In many ways, it’s all of our fault that Suicide Squad played out the way it did.
We packed the cinemas for Guardians of the Galaxy, showing demand for superhero films that broke the mold. We pushed Harley Quinn to the forefront of nerd culture, despite never having made an appearance in a live-action Batman film. We even reacted with childlike glee to an early trailer that flawlessly melded blockbuster action, colorful violence and the most profoundly overexposed classic rock song of our times. From the eyes of Warner Brothers, it’s easy to see how Suicide Squad was the perfect pitch.
But never doubt DC Entertainment’s consistent ability to whiff an easy home run. This is the team that made a film about Batman fighting Superman, and failed to make a profit on it. One who gave the keys to their comic book kingdom to Zack Snyder, an auteur whose bombastic visions have never returned critical acclaim.
Suicide Squad isn’t just a bad film, it’s a remarkably unpleasant one. The deepest shame is that Warner Bros assembled all the right pieces for this wild ensemble, and then failed to put them together in anything resembling a good time.
Suicide Squad follows a team of various villains brought together by Amanda Waller (played by a perpetually bored Viola Davis) as a last resort defense against superhuman threats. The team is composed of far too many C-list Batman villains, each one desperately showboating for the audience’s adoration in hopes of a spinoff movie.

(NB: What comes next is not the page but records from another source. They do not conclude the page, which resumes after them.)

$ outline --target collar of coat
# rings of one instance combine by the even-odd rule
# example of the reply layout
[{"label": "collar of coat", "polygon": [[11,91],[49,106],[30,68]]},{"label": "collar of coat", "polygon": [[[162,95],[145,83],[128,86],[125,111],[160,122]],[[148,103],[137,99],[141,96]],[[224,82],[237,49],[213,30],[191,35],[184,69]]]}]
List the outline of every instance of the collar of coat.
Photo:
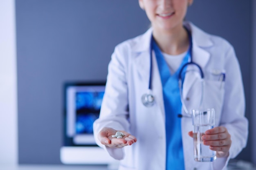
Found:
[{"label": "collar of coat", "polygon": [[[213,44],[211,40],[210,35],[204,32],[191,22],[184,22],[184,26],[191,31],[192,36],[193,46],[198,46],[201,47],[210,47]],[[152,34],[153,29],[150,28],[144,34],[137,37],[139,44],[134,44],[132,47],[132,50],[134,52],[142,52],[149,49],[150,39]],[[140,43],[139,42],[148,42],[146,43]]]}]

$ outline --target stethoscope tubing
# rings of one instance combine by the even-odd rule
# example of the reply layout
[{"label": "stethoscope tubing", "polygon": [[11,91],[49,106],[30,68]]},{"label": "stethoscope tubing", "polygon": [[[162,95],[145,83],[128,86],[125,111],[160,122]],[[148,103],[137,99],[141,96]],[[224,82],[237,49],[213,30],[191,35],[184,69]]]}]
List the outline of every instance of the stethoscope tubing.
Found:
[{"label": "stethoscope tubing", "polygon": [[[186,27],[184,27],[186,30],[187,31],[188,33],[189,34],[189,42],[190,42],[190,46],[189,49],[189,53],[190,55],[190,61],[184,64],[182,68],[181,68],[180,70],[180,72],[178,74],[178,79],[179,79],[179,87],[180,88],[180,99],[182,106],[182,108],[184,110],[184,112],[186,113],[186,115],[183,115],[179,114],[178,115],[178,117],[191,117],[191,113],[190,113],[188,110],[186,106],[186,104],[185,104],[185,102],[184,100],[183,99],[183,98],[182,97],[182,71],[186,68],[186,66],[189,65],[194,65],[196,66],[198,68],[199,71],[200,75],[201,76],[201,80],[202,80],[202,93],[201,93],[201,99],[200,101],[199,108],[200,108],[202,105],[202,100],[203,100],[203,97],[204,95],[204,73],[203,72],[200,66],[199,66],[197,63],[195,63],[193,62],[193,58],[192,58],[192,49],[193,47],[193,44],[192,44],[192,36],[191,35],[191,33],[190,31],[186,29]],[[147,93],[143,95],[141,97],[141,99],[142,101],[142,103],[146,107],[150,107],[153,106],[155,102],[155,99],[152,94],[152,90],[151,88],[151,82],[152,82],[152,60],[153,60],[153,34],[151,35],[151,37],[150,38],[150,76],[149,76],[149,80],[148,83],[148,90]],[[180,116],[179,116],[180,115]]]}]

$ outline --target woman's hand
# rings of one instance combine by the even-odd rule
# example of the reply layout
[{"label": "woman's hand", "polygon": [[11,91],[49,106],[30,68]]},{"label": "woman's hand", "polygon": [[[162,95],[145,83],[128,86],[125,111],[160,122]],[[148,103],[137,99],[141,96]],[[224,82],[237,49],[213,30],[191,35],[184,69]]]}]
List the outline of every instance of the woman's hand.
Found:
[{"label": "woman's hand", "polygon": [[[193,137],[192,131],[189,132],[189,135]],[[210,146],[210,149],[216,151],[217,157],[228,156],[231,141],[230,135],[225,127],[218,126],[207,130],[202,139],[204,145]]]},{"label": "woman's hand", "polygon": [[98,134],[98,139],[101,144],[110,148],[121,148],[128,145],[131,145],[137,141],[136,138],[130,133],[123,130],[119,130],[124,134],[122,138],[112,137],[116,130],[111,128],[104,128]]}]

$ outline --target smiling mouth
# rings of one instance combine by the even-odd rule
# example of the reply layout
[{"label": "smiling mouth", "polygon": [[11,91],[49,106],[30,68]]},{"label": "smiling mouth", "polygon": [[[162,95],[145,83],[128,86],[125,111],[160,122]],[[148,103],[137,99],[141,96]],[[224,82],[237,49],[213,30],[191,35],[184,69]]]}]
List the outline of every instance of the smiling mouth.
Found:
[{"label": "smiling mouth", "polygon": [[158,14],[158,15],[159,16],[162,17],[169,17],[170,16],[171,16],[172,15],[173,15],[173,14],[174,14],[175,12],[172,12],[172,13],[159,13]]}]

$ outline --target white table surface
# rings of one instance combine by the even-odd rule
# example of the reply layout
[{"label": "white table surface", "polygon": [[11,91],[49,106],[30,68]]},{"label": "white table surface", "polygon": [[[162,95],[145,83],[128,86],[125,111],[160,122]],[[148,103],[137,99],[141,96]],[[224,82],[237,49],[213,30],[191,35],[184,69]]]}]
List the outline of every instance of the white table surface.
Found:
[{"label": "white table surface", "polygon": [[106,165],[29,165],[17,166],[0,165],[0,170],[107,170]]},{"label": "white table surface", "polygon": [[[228,170],[256,170],[256,167],[248,162],[240,161],[231,162]],[[0,170],[117,170],[116,165],[108,167],[106,165],[20,165],[7,166],[0,165]]]}]

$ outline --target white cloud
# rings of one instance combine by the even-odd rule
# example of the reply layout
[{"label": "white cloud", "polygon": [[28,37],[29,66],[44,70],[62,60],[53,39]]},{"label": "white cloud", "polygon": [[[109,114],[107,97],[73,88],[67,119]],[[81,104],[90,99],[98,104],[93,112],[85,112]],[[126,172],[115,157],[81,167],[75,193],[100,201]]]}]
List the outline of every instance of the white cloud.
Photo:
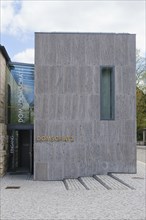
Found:
[{"label": "white cloud", "polygon": [[34,49],[29,48],[26,49],[25,51],[16,54],[12,58],[12,61],[22,62],[22,63],[34,63]]},{"label": "white cloud", "polygon": [[2,32],[7,34],[24,38],[35,31],[128,32],[137,34],[137,48],[145,50],[144,0],[2,2]]}]

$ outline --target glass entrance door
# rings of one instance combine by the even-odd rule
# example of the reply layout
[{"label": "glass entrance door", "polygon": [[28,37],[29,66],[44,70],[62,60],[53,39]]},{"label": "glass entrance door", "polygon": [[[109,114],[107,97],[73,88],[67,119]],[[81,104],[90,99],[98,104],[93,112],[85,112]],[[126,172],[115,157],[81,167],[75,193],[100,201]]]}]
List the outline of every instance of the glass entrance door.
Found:
[{"label": "glass entrance door", "polygon": [[9,170],[33,172],[33,130],[9,132]]}]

There’s Deadshot (Will Smith), who is morally questionable but loves his daughter. Alongside him is El Diablo (Jay Hernandez), who is morally questionable but is mourning his family. Leading them is Rick Flag, who is on the side of the law, but proves himself to be morally questionable while still loving his estranged girlfriend. Rounding out the team is Captain Boomerang (who is an Australian stereotype), Katana (who is an Asian stereotype) and Killer Croc (Who despite being a literal mutant, is given the lines of an African-American stereotype). Together, they form a closely knit fighting force that rarely talks to each other and have the chemistry of workplace acquaintances.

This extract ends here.